Internal variations: Some reject all trinitarian language; others admit certain devotional formulas but deny their classical ontological meaning.

Supportive

John Biddle, Twelve Arguments

unitarianism,john-biddle,trinity,history

Classic English text against the Trinity.

Reference: John Biddle, Twelve Arguments.

Content: The work gathers anti-Trinitarian biblical arguments in the seventeenth-century English context.

Use in debate: It is an important source for early English Unitarianism.

Racovian Catechism

unitarianism,socinianism,racovian-catechism,history

Classic summary of Socinianism and Polish Unitarianism.

Reference: Racovian Catechism, early seventeenth century.

Content: The text presents anti-Trinitarian doctrine, non-Nicene Christology, and biblical and rational arguments associated with Socinianism.

Use in debate: It is one of the most important historical sources for classical Unitarianism.

Contrary

2 Corinthians 13:13

bible,trinity,paul,controversy,unitarianism

Pauline triadic blessing.

Reference: 2 Corinthians 13:13.

Content: Paul mentions the grace of Christ, the love of God, and the fellowship of the Holy Spirit.

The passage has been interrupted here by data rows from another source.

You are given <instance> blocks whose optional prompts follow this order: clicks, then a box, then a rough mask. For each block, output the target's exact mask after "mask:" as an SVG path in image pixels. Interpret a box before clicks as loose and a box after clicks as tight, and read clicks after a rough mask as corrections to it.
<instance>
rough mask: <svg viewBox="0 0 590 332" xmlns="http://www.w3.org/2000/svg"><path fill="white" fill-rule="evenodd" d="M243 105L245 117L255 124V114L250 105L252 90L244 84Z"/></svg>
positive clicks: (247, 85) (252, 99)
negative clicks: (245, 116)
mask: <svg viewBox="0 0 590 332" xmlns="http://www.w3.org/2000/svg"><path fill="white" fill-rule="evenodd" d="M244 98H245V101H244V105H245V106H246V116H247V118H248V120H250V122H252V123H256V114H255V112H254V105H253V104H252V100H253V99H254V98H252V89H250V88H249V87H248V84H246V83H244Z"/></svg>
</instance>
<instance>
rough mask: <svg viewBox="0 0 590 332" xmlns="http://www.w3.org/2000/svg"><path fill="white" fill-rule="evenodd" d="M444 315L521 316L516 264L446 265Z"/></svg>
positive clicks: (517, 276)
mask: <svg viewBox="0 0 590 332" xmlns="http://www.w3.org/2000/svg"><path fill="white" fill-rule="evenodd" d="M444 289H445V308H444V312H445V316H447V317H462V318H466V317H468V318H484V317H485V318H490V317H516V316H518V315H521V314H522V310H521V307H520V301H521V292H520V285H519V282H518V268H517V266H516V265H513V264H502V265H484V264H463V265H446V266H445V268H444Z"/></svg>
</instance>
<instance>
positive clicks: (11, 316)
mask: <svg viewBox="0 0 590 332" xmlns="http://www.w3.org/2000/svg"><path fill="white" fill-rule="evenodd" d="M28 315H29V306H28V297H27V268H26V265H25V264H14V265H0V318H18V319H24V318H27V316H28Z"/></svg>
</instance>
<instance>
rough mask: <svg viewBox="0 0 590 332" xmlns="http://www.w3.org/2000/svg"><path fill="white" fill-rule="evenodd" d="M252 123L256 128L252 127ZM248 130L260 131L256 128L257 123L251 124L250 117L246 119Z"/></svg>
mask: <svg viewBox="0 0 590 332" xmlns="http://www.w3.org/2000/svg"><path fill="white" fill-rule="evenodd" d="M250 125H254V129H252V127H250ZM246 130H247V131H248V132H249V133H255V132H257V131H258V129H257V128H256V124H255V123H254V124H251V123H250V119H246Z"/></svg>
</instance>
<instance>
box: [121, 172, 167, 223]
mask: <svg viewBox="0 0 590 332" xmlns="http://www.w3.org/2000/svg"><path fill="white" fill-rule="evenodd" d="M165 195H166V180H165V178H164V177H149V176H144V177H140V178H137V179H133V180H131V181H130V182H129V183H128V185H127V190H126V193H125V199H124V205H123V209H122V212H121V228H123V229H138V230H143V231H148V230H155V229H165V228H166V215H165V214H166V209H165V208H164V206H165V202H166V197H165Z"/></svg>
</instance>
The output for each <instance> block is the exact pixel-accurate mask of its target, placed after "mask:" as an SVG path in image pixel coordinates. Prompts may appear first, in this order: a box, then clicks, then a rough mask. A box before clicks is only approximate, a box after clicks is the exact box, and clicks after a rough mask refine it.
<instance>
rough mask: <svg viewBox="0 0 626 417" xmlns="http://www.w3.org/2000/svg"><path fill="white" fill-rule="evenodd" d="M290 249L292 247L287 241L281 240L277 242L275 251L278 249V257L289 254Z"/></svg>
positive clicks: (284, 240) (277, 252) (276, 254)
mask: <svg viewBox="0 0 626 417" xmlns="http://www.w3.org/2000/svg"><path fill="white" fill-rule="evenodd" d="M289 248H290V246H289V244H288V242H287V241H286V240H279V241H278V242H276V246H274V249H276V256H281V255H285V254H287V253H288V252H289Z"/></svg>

Use in debate: It is used by Trinitarians as evidence of triadic language; Unitarians interpret it without requiring three coequal persons.

Matthew 28:19

bible,trinity,controversy,unitarianism

Classic text used by Trinitarians in debate with Unitarians.

Reference: Matthew 28:19.

Content: The text mentions the Father, the Son, and the Holy Spirit in the baptismal formula.

Use in debate: It is one of the passages most often used against Unitarianism; Unitarians respond that the formula does not by itself define Trinitarian ontology.